CAP Rolls Out “Medicare Extra for All” Plan to Replace ACA
February 23, 2018
A new report
from the Center for American Progress outlines a “Medicare Extra for All” plan, which would allow all Americans, including employees, to enroll in a health care plan modeled on Medicare and give employers four options for providing health care benefits. The proposal, which contains some interesting aspects for large employers, is likely to be a significant part of the reform debate going forward. Provider payment rates, including those for employers, would be pegged to Medicare rates so employer plans could take advantage of the savings, and the new program would negotiate prices for prescription drugs, medical devices, and durable medical equipment. Although the report provides few details, under the proposal, employers could choose to:
- Continue to sponsor their own coverage with an actuarial value of at least 80 percent, while contributing at least 70 percent of the premium;
- Sponsor Medicare Extra for all employees and contribute at least 70 percent of the program’s premium;
- Make maintenance-of-effort payments equal to their health spending in the year before enactment inflated by consumer medical inflation; or
- Make aggregated payments in lieu of premium contributions that would range from 0 to 8 percent of payroll depending on employer size (small employers would not have to make any payment or offer any coverage).
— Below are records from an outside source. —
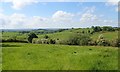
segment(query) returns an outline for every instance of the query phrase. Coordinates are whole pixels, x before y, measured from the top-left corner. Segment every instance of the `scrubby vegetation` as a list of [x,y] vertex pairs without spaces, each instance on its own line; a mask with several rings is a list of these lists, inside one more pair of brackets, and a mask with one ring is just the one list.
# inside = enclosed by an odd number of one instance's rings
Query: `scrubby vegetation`
[[3,69],[117,70],[119,30],[92,26],[2,31]]
[[118,48],[4,43],[3,70],[117,70]]
[[[9,32],[3,31],[2,41],[29,42],[36,44],[63,44],[63,45],[80,45],[80,46],[98,45],[98,46],[118,47],[119,46],[118,31],[119,28],[117,27],[92,26],[91,28],[56,29],[50,31],[43,29],[23,31],[23,32],[20,31],[20,32],[14,32],[15,35],[8,37],[6,36],[6,33]],[[41,33],[41,32],[45,32],[45,33]]]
The current tax exclusion of health care benefits for employers would only continue to apply for the first option above. If employees do not select a plan, employers would automatically enroll them into employer coverage. Premiums and out-of-pocket costs for Medicare Extra would be means-tested by income, and the current tax treatment of employer-provided health benefits would be limited for high-income employees. The report’s authors also acknowledge the plan would require other significant tax increases on employers and high-income individuals and could take ten years to phase in.